Na seção intitulada Interpretação, significante e poesia, três trabalhos enlaçam a interpretação na psicanálise ao trabalho da criação artística e da escrita poética. Raquel Prudente da Silva, no texto A psicanálise e a voz de Valdelice Pinheiro, toma o livro Expressão Poética de Valdelice Pinheiro2 para mostrar que a psicanálise, assim como a poesia, faz uso das figuras de linguagem: metáfora e metonímia. Já Ida Freitas, no texto Po(a)tar, toma Freud, Lacan e alguns poetas para mostrar algumas aproximações e distinções entre psicanálise e poesia, para daí examinar o que a psicanálise pode extrair desse cruzamento. Já Thaine Mendes Araújo Albuquerque, no texto Onde vivem os monstros, faz um comentário do filme com o mesmo título de Maurice Sendak, como forma de aproximar a psicanálise e a criação artística no que diz respeito a alguns pontos difíceis de serem transpostos em palavras, dada a fixação de gozo própria ao sujeito. Ela propõe que o personagem principal Marx tem um encontro traumático com um significante "monstro" vindo do Outro, no caso sua mãe. Este dizer vindo do Outro afetou de alguma forma Max, promovendo um efeito de interpretação, que fez com que ele recorresse à fantasia, levando o seu inconsciente a trabalhar, produzir significantes em torno do ponto do impossível de dizer marcado pelo encontro com o real.

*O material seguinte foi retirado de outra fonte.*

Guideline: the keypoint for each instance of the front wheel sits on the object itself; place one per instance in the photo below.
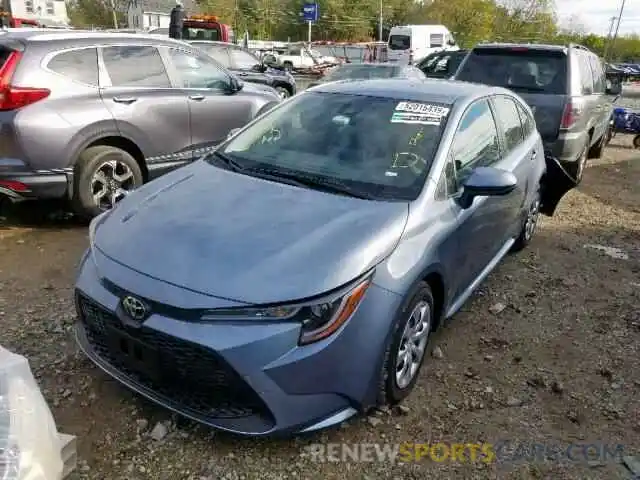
(103, 176)
(405, 353)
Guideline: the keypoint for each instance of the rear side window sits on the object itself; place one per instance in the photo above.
(521, 69)
(509, 119)
(586, 75)
(528, 122)
(399, 42)
(77, 65)
(135, 66)
(599, 79)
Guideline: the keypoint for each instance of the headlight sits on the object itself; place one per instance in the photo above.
(319, 320)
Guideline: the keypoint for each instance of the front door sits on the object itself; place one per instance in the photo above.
(145, 106)
(214, 109)
(482, 229)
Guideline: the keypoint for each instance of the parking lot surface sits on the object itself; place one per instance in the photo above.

A última seção da coletânea é intitulada Interpretação e o trabalho de cartel, e dois artigos dela fazem parte: Simey Soeiro, em O mais-um no cartel, discorre sobre o Mais-Um, interrogando, em paralelo, o que faz com que trabalhar em cartel gere tanta resistência. Para tanto, vai tratar da lógica dos discursos na psicanálise. Maria da Conceição Vita, no texto O amor que salva é o amor que não salva, apresenta uma produção de um cartel na qual ela discute a possibilidade da existência do amor fora do discurso da histérica e do discurso capitalista, para daí vislumbrar o amor como ponto de encontro que introduz a dimensão da verdade e não do engano. Verdade que revela que o desejo de um não é igual ao desejo do Outro, pois o amor em causa reintroduz a falta, a descontinuidade, e não a complementaridade, a salvação.

Os leitores desta coletânea poderão encontrar, aqui, uma série de textos sobre a lógica da interpretação na psicanálise desde Freud e com Lacan. Mesmo se tratando de um agrupamento de textos, é perceptível a singularidade da escrita de cada autor e da contribuição de cada um no que diz respeito ao tema em comum. Desejamos aos leitores que encontrem prazer e alento na leitura desta coletânea; que ela represente um livro a ser recomendado aos amigos e colegas que se interessam pela psicanálise e, em especial, pela lógica da interpretação na psicanálise.

 

 

1 PESSOA, Fernando. Obra Poética em um volume. Rio de Janeiro: Nova Aguilar, 1994. p.328-329.
2 SIMÕES, Maria de Lourdes Netto. Expressão Poética de Valdelice Pinheiro. Ilhéus: Editus, 2002.